Aquaculture and fishing as well as industry along the 3,500-kilometer Vietnamese coast should see “breakthroughs” by 2030, Vietnam Law & Legal Forum magazine online reported in December 2018. “Fishing activities will be reorganized to reduce onshore fishing, intensify offshore and ocean fishing…and fishing logistics services will be well organized,” the report said.

Cue from China

State-run media reports on the 2030 agenda do not mention a fishing “militia,” but scholars say it will create that outcome. Vietnam’s use of a fishing fleet to protect its maritime claims would follow a lead from China, they say.

“I think that Vietnam’s marine strategy for the most part gets some ideas from what the Chinese government is doing when they are pushing too much power, when they send the fishing vessels south,” Nguyen said.

China’s “maritime militia” has operated since at least 1950, authors Andrew Erickson and Conor Kennedy wrote in a February 2019 study. The People’s Liberation Army showed “early use” of civilian vessels to operate at sea, the paper says.

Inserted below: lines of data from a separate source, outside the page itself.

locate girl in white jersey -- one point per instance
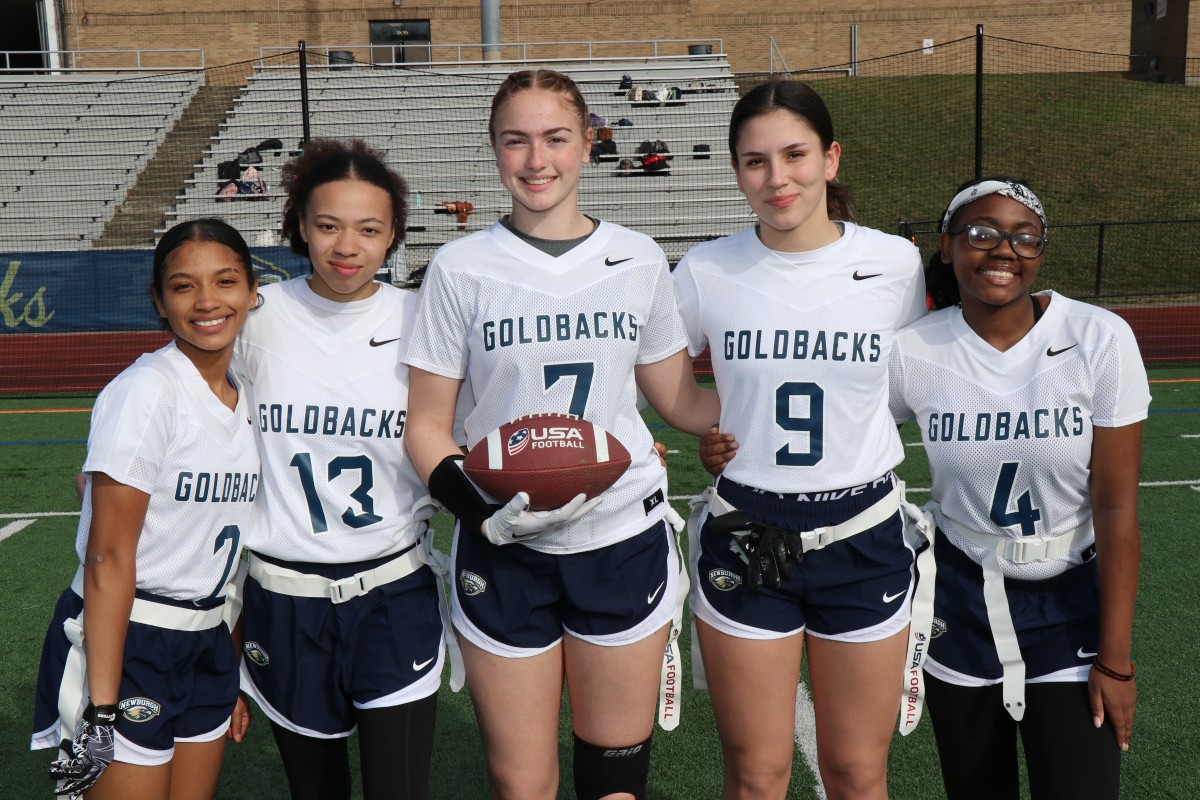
(801, 542)
(138, 666)
(589, 591)
(1031, 409)
(341, 623)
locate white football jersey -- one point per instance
(160, 428)
(329, 400)
(537, 334)
(799, 344)
(1009, 434)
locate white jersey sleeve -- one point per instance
(1009, 434)
(329, 397)
(801, 344)
(538, 334)
(160, 428)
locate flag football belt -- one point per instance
(1027, 549)
(814, 540)
(166, 614)
(810, 540)
(283, 581)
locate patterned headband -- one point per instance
(1019, 192)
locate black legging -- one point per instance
(1065, 755)
(395, 745)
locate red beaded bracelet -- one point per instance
(1113, 673)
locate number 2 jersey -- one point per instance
(1009, 434)
(538, 334)
(329, 400)
(799, 344)
(160, 428)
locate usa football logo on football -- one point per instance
(519, 440)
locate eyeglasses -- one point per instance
(987, 238)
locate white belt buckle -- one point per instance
(1023, 551)
(815, 539)
(346, 589)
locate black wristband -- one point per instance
(451, 487)
(100, 714)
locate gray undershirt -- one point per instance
(552, 247)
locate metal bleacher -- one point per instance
(72, 145)
(432, 126)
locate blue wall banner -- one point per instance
(71, 292)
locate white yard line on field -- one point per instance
(15, 527)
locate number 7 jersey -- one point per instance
(329, 400)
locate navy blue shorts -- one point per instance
(310, 662)
(175, 685)
(1057, 621)
(515, 601)
(855, 590)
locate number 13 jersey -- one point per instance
(329, 400)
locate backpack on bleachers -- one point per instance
(605, 150)
(250, 156)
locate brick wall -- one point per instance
(233, 30)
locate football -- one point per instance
(551, 457)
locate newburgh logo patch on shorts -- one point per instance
(472, 584)
(139, 709)
(725, 579)
(256, 653)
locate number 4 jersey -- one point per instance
(1009, 434)
(799, 344)
(329, 400)
(160, 428)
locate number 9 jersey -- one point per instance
(799, 344)
(329, 401)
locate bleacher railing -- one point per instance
(1095, 133)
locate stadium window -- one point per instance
(400, 41)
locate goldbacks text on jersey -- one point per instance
(799, 344)
(329, 401)
(1009, 434)
(160, 428)
(537, 334)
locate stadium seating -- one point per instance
(71, 146)
(432, 125)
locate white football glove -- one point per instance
(515, 523)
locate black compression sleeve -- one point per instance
(451, 487)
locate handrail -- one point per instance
(522, 47)
(69, 58)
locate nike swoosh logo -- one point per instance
(649, 597)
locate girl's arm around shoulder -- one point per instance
(1116, 462)
(109, 576)
(671, 388)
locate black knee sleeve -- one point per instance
(600, 771)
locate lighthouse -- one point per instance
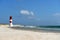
(10, 21)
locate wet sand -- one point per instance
(7, 33)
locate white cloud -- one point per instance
(30, 14)
(26, 12)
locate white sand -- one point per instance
(12, 34)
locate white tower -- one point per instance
(10, 21)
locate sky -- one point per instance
(30, 12)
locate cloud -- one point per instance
(26, 12)
(56, 14)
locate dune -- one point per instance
(7, 33)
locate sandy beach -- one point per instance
(7, 33)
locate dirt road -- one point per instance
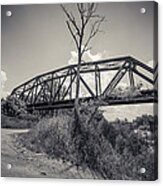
(17, 161)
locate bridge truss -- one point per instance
(99, 82)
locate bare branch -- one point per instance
(71, 18)
(74, 37)
(93, 32)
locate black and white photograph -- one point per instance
(79, 91)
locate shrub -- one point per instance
(113, 150)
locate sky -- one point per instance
(35, 38)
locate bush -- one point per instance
(12, 106)
(113, 150)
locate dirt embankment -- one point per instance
(17, 161)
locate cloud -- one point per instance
(90, 77)
(3, 82)
(88, 56)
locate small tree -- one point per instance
(83, 28)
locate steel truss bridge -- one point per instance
(99, 82)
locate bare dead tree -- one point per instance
(83, 27)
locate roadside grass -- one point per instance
(112, 150)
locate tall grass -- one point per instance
(112, 150)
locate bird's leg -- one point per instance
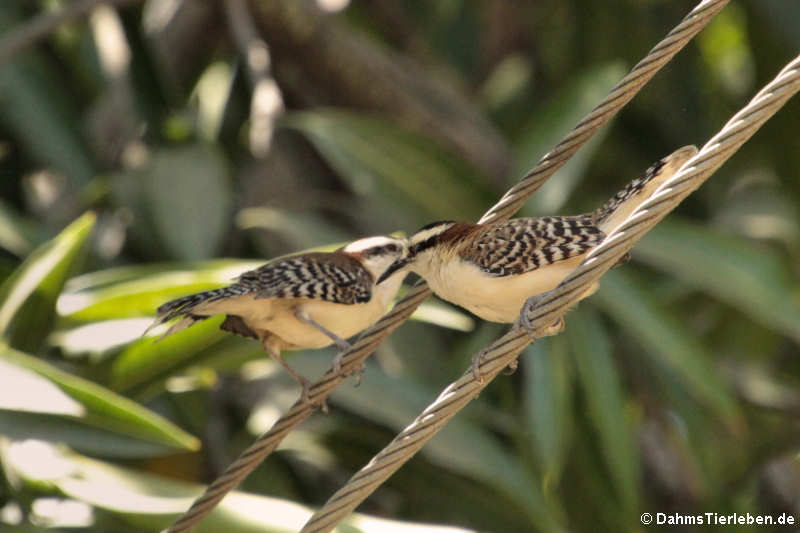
(622, 260)
(342, 344)
(275, 352)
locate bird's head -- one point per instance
(377, 253)
(420, 247)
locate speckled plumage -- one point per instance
(492, 269)
(336, 278)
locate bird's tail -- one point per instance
(184, 307)
(622, 204)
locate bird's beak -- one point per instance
(394, 267)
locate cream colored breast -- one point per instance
(496, 299)
(277, 316)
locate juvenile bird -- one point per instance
(308, 300)
(492, 269)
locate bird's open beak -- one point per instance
(394, 267)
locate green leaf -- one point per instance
(29, 386)
(138, 291)
(153, 360)
(548, 412)
(669, 344)
(461, 446)
(16, 234)
(591, 351)
(29, 295)
(150, 503)
(749, 277)
(549, 124)
(181, 197)
(395, 166)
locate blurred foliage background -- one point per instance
(144, 147)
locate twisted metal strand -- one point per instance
(541, 311)
(353, 359)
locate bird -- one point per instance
(308, 300)
(492, 269)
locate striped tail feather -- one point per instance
(183, 307)
(622, 204)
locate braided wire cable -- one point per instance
(353, 359)
(539, 313)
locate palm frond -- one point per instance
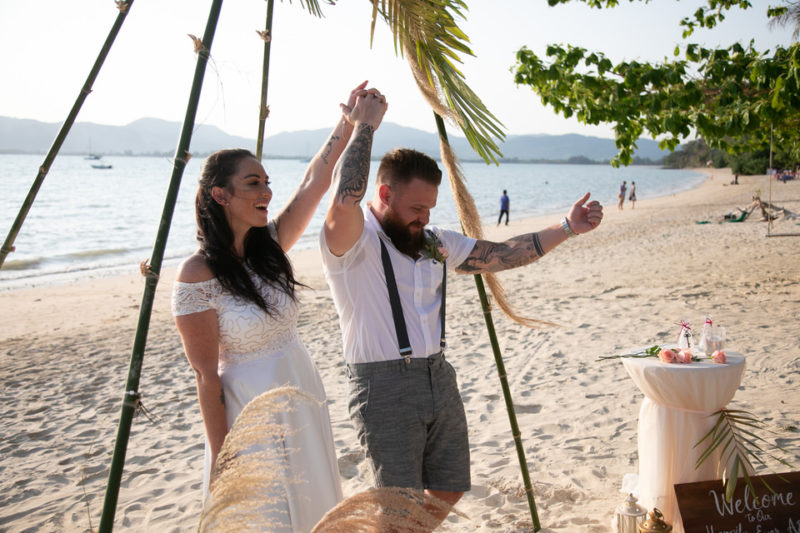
(427, 31)
(741, 446)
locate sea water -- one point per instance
(88, 222)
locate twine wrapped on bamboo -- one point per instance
(465, 204)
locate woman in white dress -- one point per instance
(236, 310)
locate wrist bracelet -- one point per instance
(567, 229)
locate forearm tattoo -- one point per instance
(498, 256)
(354, 166)
(329, 148)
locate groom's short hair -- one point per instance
(401, 165)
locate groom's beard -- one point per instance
(404, 239)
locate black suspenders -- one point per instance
(403, 343)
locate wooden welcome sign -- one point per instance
(704, 509)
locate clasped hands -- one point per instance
(364, 105)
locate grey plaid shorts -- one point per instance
(411, 422)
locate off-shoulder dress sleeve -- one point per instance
(188, 298)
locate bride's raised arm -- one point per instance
(293, 219)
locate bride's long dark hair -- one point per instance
(262, 254)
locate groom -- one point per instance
(387, 273)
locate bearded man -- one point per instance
(387, 273)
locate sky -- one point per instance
(48, 48)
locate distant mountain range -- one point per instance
(150, 136)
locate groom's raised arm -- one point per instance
(345, 219)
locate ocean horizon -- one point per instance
(87, 222)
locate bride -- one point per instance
(235, 307)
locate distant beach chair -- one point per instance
(730, 217)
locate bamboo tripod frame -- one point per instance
(8, 244)
(501, 371)
(130, 400)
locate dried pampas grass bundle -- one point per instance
(249, 479)
(385, 510)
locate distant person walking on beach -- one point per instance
(504, 204)
(386, 272)
(622, 190)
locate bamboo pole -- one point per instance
(501, 371)
(263, 109)
(130, 400)
(8, 245)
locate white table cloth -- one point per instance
(674, 416)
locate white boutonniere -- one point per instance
(434, 248)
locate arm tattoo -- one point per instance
(329, 147)
(489, 256)
(353, 167)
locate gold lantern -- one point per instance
(655, 523)
(629, 516)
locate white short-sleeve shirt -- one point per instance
(359, 290)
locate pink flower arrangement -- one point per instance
(667, 356)
(685, 356)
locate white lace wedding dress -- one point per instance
(260, 352)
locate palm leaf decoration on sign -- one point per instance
(734, 436)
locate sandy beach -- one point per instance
(65, 353)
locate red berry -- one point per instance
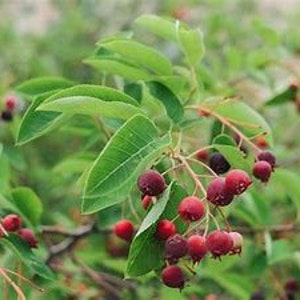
(29, 237)
(146, 201)
(172, 276)
(218, 163)
(237, 181)
(269, 157)
(218, 194)
(238, 241)
(191, 209)
(151, 183)
(176, 246)
(202, 155)
(124, 229)
(219, 243)
(12, 222)
(197, 247)
(262, 170)
(165, 229)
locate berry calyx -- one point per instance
(173, 276)
(151, 183)
(196, 247)
(219, 242)
(218, 194)
(12, 222)
(176, 246)
(237, 181)
(262, 170)
(218, 163)
(238, 241)
(191, 209)
(165, 228)
(124, 229)
(268, 157)
(29, 237)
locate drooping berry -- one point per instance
(165, 228)
(218, 194)
(219, 242)
(262, 170)
(6, 115)
(218, 163)
(124, 229)
(238, 241)
(146, 201)
(237, 181)
(151, 183)
(12, 222)
(191, 209)
(176, 246)
(269, 157)
(173, 276)
(29, 237)
(196, 247)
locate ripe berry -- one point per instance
(176, 246)
(219, 243)
(237, 181)
(191, 209)
(172, 276)
(262, 170)
(218, 163)
(151, 183)
(12, 222)
(269, 157)
(28, 236)
(124, 229)
(146, 201)
(197, 247)
(218, 194)
(6, 115)
(238, 241)
(165, 229)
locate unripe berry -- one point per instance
(238, 241)
(219, 243)
(269, 157)
(165, 229)
(218, 194)
(124, 229)
(29, 237)
(176, 246)
(262, 170)
(196, 247)
(237, 181)
(12, 222)
(172, 276)
(218, 163)
(146, 201)
(191, 209)
(151, 183)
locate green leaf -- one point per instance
(170, 101)
(37, 123)
(91, 106)
(42, 85)
(160, 26)
(22, 250)
(28, 203)
(132, 148)
(191, 42)
(141, 54)
(288, 95)
(119, 67)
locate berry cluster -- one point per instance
(14, 223)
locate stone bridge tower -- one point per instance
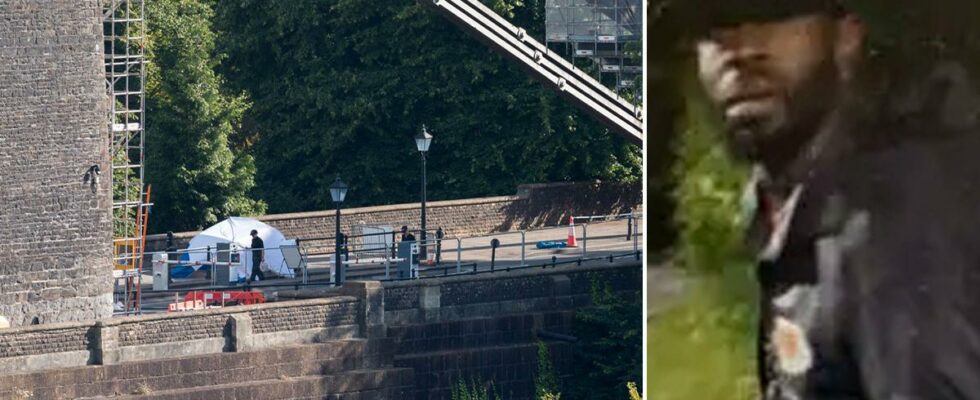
(55, 224)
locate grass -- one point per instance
(704, 346)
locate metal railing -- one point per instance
(517, 250)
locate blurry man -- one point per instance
(867, 204)
(258, 247)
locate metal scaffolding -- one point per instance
(124, 33)
(602, 31)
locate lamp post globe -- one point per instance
(338, 192)
(422, 142)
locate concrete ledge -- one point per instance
(503, 293)
(45, 361)
(306, 336)
(169, 350)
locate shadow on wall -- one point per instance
(552, 204)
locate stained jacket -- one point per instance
(869, 265)
(257, 246)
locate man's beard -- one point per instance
(781, 135)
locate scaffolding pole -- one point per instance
(124, 31)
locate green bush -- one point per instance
(546, 381)
(608, 353)
(472, 390)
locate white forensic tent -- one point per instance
(235, 230)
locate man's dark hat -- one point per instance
(699, 16)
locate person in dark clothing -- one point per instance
(257, 252)
(406, 235)
(865, 205)
(343, 245)
(171, 254)
(439, 235)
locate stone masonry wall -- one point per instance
(303, 317)
(55, 248)
(534, 206)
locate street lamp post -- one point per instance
(338, 191)
(422, 142)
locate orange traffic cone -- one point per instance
(571, 231)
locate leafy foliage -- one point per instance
(472, 390)
(607, 355)
(198, 178)
(546, 381)
(341, 87)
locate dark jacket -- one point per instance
(257, 245)
(880, 267)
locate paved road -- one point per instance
(595, 240)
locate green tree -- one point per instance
(546, 380)
(608, 353)
(198, 177)
(341, 87)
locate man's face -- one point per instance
(771, 79)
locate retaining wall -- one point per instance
(55, 245)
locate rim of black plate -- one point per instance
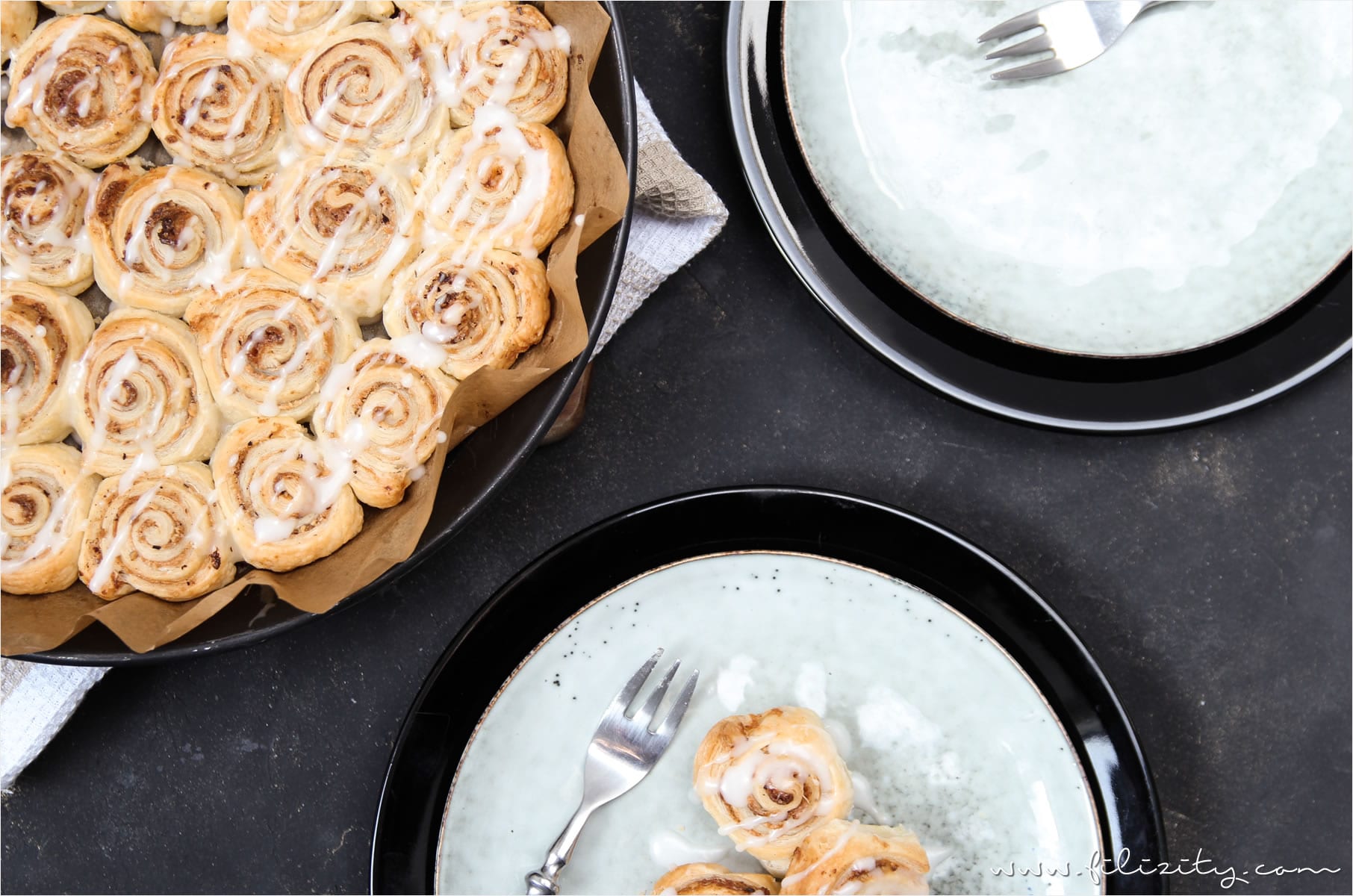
(561, 383)
(878, 536)
(988, 373)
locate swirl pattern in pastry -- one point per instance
(849, 857)
(45, 505)
(382, 411)
(483, 313)
(771, 779)
(284, 503)
(288, 28)
(138, 397)
(500, 184)
(341, 229)
(43, 234)
(158, 532)
(168, 237)
(704, 879)
(81, 86)
(366, 93)
(506, 55)
(43, 336)
(267, 348)
(218, 111)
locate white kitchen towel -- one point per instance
(676, 216)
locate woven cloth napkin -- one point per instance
(676, 216)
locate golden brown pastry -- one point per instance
(367, 93)
(483, 311)
(81, 86)
(75, 7)
(288, 28)
(43, 333)
(770, 780)
(382, 409)
(266, 346)
(284, 503)
(498, 184)
(164, 237)
(45, 505)
(16, 23)
(701, 879)
(849, 857)
(160, 15)
(509, 56)
(43, 236)
(138, 397)
(158, 532)
(343, 228)
(218, 111)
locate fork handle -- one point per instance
(546, 881)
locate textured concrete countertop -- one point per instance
(1207, 570)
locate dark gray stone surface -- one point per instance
(1207, 570)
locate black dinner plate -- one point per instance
(474, 471)
(996, 376)
(896, 543)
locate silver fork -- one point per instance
(1074, 30)
(620, 754)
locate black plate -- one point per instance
(988, 373)
(540, 597)
(474, 471)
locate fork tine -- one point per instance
(646, 712)
(1024, 48)
(1033, 69)
(626, 694)
(678, 711)
(1011, 28)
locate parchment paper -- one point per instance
(31, 624)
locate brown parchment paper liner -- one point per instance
(31, 624)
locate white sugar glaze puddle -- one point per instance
(950, 735)
(1184, 187)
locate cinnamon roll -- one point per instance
(266, 346)
(770, 780)
(16, 25)
(164, 237)
(367, 93)
(81, 86)
(288, 28)
(498, 184)
(158, 532)
(341, 229)
(45, 505)
(138, 397)
(482, 311)
(382, 413)
(43, 333)
(284, 503)
(701, 879)
(509, 56)
(218, 111)
(849, 857)
(43, 236)
(160, 15)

“Vietnam wants to counter against that in the face of Vietnamese fishermen being chased away from their traditional fishing grounds in the South China Sea,” Nguyen said.

Chinese survey ships and an oil rig also have turned up over the past five years in waters claimed by Vietnam. Brunei, China, Malaysia, the Philippines and Taiwan contest all or parts of the larger 3.5-million-square-kilometer sea that’s rich in fisheries and energy reserves.

Chinese maritime activity angers Vietnam especially because China controls the 130-islet Paracel archipelago that both sides claim. China has consecrated its claims over the past decade by using landfill to build islands. The two countries have sparred since the 1970s over maritime sovereignty.

Risk of arrests

Some Vietnamese fishing boat operators worry the 2030 plan would put them at risk of being rammed at sea by foreign vessels, Nguyen said.

Boats that ply the Sulu Sea controlled by Malaysia and the Philippines also risk arrest, Oh Ei Sun, senior fellow with the Singapore Institute of International Affairs. The Malaysian Maritime Enforcement Agency has detained a series of Vietnamese boat operators over the past year, including 123 found in May.

Vietnam’s plans to build a fishing militia would show “they really mean business,” Oh said.

“These are Vietnamese fishermen who go all the way to the Sulu Sea and intrude upon the waters of Malaysia and Philippines and so on, so this would be just a formalization and perhaps expansion of what they’ve been doing as well,” he said.